The Joker at the carnival last night was an anomaly. Likely wouldn’t happen again, but Nigma had seen those two goons of his once or twice before. Those were the intended candidates for his new riddles—his new games. So, he waited in his booth, on the stool, swiveling ‘round and ‘round in the dark. He would turn away any customers if they approached, but it didn’t matter, the Ferris Wheel was broken that night, so no one would even see The Puzzler. But if one were to look in that direction, that single dark booth behind every attraction, green eyes would’ve looked back. Green, busy eyes. Watching everyone go by. Waiting for Jimbo and the other one to pass.

The young boy had mastered patience in just a day. Twirling on his chair for three hours, without food or drink. Just lurking. Then, he saw the two large men walk by, their heads hovering over a massive crowd. Showtime.

He jumped off the chair, bounced out the booth and skipped his way toward the crowd. Out of the darkness, he stopped in the middle of the pathway and grinned when he saw the backs of the big men. “Clowns!” he screamed. Everyone kept on, but Jimbo and the other guy turned to him.

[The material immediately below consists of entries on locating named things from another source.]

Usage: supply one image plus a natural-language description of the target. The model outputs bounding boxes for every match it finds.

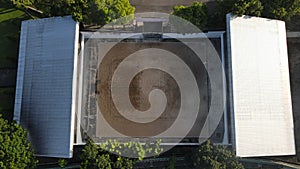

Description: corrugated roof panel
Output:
[14,16,79,157]
[227,15,295,157]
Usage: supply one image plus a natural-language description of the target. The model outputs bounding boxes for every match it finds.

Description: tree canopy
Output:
[218,0,300,21]
[186,141,244,169]
[173,2,208,29]
[173,0,300,29]
[0,116,37,169]
[11,0,135,26]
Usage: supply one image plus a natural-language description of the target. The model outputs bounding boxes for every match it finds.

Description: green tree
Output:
[80,140,162,169]
[80,140,134,169]
[186,141,244,169]
[11,0,135,26]
[172,2,208,29]
[261,0,300,21]
[218,0,300,21]
[0,116,37,169]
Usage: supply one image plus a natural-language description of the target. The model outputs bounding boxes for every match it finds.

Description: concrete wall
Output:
[288,37,300,161]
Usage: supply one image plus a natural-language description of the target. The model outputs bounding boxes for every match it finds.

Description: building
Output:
[14,14,298,160]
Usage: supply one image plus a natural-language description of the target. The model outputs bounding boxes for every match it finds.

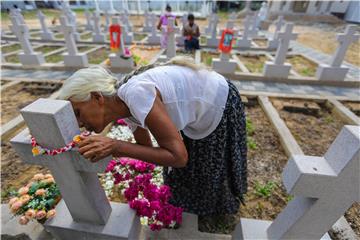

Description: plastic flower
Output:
[31,146,45,156]
[44,173,54,179]
[9,197,19,206]
[19,216,29,225]
[46,209,56,218]
[10,200,23,213]
[25,209,36,219]
[18,187,29,195]
[35,210,46,220]
[33,173,45,181]
[73,135,81,143]
[35,188,46,196]
[19,194,31,204]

Nigma didn’t see their faces before, only their heads, but he was right to call them clowns. Not because of their boss, but because they had the makeup to match. Jimbo had red circles on his cheek with a black outline around his mouth. The jeans and t-shirt didn’t match his face, but he had his stick at his side. The other one dressed the part, with very little makeup on his face. Blue pants thrice bigger than his legs with red suspenders. No shirt on though, which revealed a bunch of jailhouse tattoos, the boy thought. He did have on a nice fedora hat though. It was green, too. He would have that hat, but first he would have his revenge.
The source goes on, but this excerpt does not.